TACTICAL ENVIRONMENT: This check is applicable where Secure Rooms are used to protect classified materials or systems in a tactical environment. The only exception will be for urgent (short term) tactical operations or other contingency situations where fixed facilities and equipment are not yet present or incapable of being used.
Fix Text (F-49189r770070_fix)
Compliance with the following two considerations is required where an IDS is used in lieu of 4-hour random checks, for secure rooms or collateral classified open storage areas containing SIPRNet assets:

1. Where IDS is being used BUT there is NO RISK ASSESSMENT approved by the Component Authorizing Official (AO) and/or a SECURITY-IN-DEPTH DETERMINATION *IN WRITING by the CC/S/A Senior Agency Official (SAO) (Security/INFOSEC) that specifically addresses the secure room or open storage space OR the risk assessment does not specifically provide for a detailed evaluation of the need for motion sensor employment, including a thorough assessment of the most effective and efficient methods for employment of motion detection:

Secure rooms or areas where classified SIPRNet equipment and/or associated media is stored in the open must be protected with interior motion detection sensors; e.g., ultrasonic and passive infrared when the specific area containing the classified material is closed or not under continuous observation and control of a cleared employee.

Use of dual technology is authorized when one technology transmits an alarm condition independently from the other technology. A failed detector shall cause an immediate and continuous alarm condition.
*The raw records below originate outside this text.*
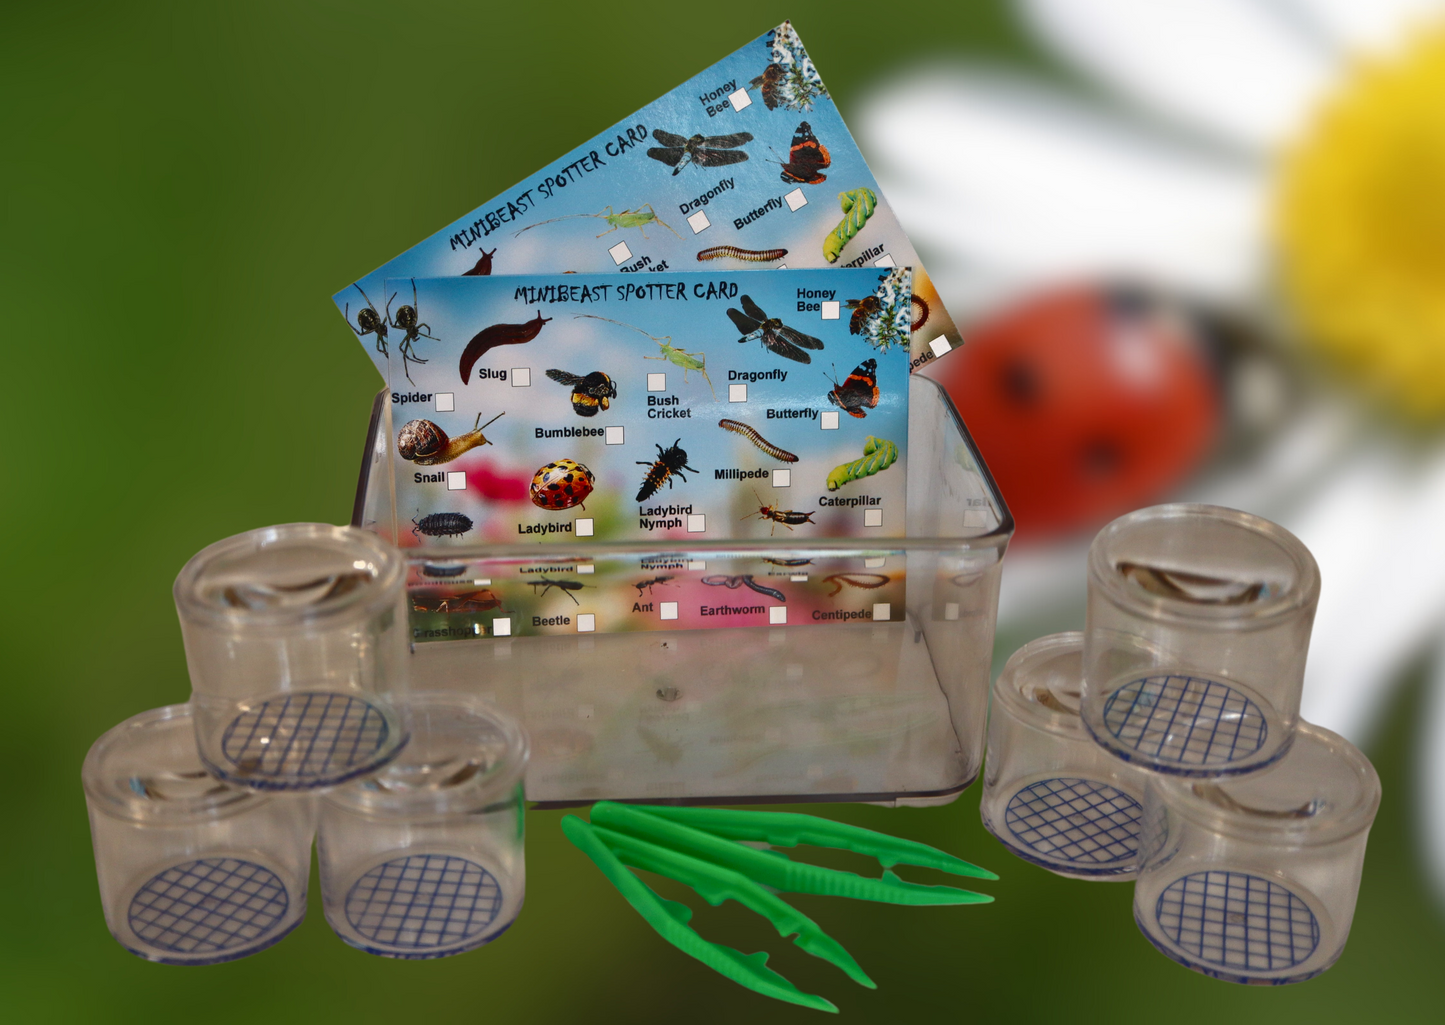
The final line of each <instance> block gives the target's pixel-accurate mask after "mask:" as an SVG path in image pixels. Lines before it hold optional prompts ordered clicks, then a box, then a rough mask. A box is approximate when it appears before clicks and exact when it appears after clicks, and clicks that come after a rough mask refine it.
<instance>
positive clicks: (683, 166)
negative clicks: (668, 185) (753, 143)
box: [647, 129, 753, 175]
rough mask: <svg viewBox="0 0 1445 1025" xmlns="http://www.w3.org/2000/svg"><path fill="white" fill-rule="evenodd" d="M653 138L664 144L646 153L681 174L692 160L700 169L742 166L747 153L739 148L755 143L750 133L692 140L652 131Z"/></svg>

Employment of motion detectors need not cover 100% of the entire secure room space (although that is recommended) but shall minimally (directly) cover any SIPRNet assets (equipment or media) that are accessible (not stored within a GSA approved container (safe)) within the secure room or area.

2. At a minimum all SIPRNet connected equipment must be directly covered by motion sensors OR motion sensors must be employed in the secure room space as "specifically detailed" in the risk assessment, which is approved by the Component Authorizing Official (AO).

Unless adequately detailed in the risk assessment, motion detectors placed to cover only doors that are protected with BMS alarm contacts are not sufficient to meet this requirement/check.